Recipe by J. Ko
This is a great recipe to use at Thanksgiving or Christmas because it can be made ahead and heated through when needed. I usually make a half recipe because we are a family of 5. I got this recipe from Company's Coming.
Top Review by ladyfingers
Thanks for making J. Ko today's featured chef. This is one of our favorite recipes too--because it tastes so good and can be made well in advance. The only difference between your recipe and mine is we use onion salt ( 2 tsp) instead of the onion powder and salt.
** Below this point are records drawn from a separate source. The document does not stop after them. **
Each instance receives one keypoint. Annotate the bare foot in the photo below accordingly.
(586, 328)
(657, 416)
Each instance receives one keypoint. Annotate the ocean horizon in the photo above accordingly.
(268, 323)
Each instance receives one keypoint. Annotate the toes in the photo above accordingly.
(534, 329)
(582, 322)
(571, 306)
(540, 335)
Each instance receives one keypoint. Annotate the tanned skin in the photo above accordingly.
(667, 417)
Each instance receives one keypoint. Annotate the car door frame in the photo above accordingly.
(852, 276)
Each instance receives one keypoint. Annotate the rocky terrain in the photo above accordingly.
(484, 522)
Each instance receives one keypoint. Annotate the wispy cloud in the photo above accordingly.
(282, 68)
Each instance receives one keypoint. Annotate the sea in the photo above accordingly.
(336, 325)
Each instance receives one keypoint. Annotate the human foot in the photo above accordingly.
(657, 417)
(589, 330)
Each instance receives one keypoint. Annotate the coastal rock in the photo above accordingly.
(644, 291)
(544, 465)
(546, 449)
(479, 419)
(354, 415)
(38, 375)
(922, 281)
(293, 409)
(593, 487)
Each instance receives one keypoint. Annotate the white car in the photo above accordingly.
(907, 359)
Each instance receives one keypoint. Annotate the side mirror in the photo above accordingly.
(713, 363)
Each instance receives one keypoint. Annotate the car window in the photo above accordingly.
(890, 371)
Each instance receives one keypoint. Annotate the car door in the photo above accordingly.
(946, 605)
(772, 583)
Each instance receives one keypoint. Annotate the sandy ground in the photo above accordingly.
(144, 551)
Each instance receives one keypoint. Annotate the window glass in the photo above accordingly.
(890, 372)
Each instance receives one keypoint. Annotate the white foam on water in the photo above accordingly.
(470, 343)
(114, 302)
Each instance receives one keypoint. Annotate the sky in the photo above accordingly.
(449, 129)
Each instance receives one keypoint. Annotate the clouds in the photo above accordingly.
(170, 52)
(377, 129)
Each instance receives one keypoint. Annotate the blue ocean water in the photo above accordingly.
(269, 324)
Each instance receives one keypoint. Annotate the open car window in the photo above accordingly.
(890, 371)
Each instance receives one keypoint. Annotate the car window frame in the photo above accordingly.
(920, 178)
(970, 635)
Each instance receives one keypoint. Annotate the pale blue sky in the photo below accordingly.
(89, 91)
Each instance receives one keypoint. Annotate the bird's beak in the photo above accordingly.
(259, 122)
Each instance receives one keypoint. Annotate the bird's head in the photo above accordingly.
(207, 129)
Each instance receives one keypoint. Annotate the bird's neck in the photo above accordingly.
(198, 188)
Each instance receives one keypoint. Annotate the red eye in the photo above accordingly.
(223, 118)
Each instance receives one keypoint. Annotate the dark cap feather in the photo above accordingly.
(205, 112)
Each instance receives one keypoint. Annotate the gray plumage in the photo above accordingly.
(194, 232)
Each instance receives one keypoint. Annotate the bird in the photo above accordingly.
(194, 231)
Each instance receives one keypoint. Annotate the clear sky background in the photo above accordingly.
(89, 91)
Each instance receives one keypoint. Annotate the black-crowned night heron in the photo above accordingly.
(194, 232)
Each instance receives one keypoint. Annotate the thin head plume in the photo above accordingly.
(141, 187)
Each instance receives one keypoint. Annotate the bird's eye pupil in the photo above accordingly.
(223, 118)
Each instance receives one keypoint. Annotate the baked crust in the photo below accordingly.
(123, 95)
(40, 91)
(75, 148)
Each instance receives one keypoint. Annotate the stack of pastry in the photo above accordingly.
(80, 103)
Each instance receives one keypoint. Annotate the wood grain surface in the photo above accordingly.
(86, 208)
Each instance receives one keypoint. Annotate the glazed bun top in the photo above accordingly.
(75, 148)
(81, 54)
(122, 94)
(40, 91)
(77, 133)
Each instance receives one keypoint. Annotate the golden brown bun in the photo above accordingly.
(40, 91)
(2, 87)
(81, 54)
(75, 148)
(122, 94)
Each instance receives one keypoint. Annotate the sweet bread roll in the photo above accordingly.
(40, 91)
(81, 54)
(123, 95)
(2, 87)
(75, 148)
Chives are a nice addition if you have them. For those of you wondering how many potatoes 5 lbs. is--about 12. This recipe can be easily cut in half too.
- 5 lbs potatoes, peeled and quartered
- 8 ounces cream cheese, softened (reduced fat is fine)
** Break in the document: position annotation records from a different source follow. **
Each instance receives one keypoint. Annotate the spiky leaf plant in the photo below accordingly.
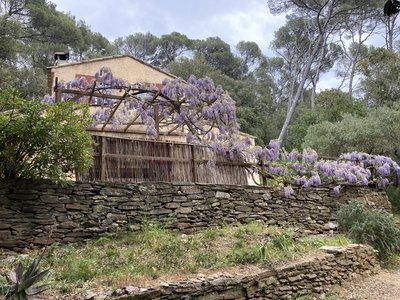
(24, 284)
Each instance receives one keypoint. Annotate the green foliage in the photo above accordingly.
(42, 141)
(155, 251)
(355, 133)
(372, 227)
(140, 45)
(332, 104)
(381, 70)
(298, 130)
(24, 282)
(393, 194)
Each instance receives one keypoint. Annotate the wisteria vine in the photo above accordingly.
(205, 114)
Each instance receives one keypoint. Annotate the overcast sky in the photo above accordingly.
(231, 20)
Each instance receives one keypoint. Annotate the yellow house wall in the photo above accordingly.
(124, 67)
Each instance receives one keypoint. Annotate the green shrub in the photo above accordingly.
(374, 227)
(43, 141)
(393, 194)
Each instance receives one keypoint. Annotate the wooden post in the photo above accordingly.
(103, 159)
(157, 120)
(194, 169)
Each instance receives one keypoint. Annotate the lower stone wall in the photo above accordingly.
(310, 277)
(29, 211)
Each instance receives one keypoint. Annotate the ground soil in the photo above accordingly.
(383, 286)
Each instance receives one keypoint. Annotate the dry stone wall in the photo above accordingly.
(308, 277)
(29, 211)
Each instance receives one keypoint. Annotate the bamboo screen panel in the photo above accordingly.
(127, 160)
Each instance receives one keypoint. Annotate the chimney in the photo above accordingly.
(61, 57)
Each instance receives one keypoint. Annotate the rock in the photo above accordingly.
(219, 194)
(131, 290)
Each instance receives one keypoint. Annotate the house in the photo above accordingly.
(128, 155)
(126, 67)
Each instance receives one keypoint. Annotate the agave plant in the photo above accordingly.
(24, 284)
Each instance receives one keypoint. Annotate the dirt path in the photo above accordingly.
(383, 286)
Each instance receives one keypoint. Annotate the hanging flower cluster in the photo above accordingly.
(205, 114)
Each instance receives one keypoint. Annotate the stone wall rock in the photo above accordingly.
(29, 211)
(313, 276)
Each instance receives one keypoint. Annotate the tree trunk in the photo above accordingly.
(306, 70)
- 1 cup sour cream (low fat is fine)
- 1⁄4 cup butter (I prefer butter) or 1⁄4 cup margarine (I prefer butter)
- 1 teaspoon onion powder
- 2 teaspoons salt
- 1⁄4 teaspoon pepper (or to taste)
- 2 tablespoons butter
- paprika (garnish)
Directions See How It's Made
- Cook potatoes as usual in salted water until tender. Drain. Push through potato ricer.
- Add cream cheese in pieces. Add next 5 ingredients. Beat until smooth and fluffy. Scrape into a 2 qt casserole.
- Place dabs of butter here and there over the top of the potatoes. Sprinkle with paprika. Cover and heat in 350 F oven until heated through (about 30-45 minutes, depending whether you've made it ahead and have taken it from the fridge).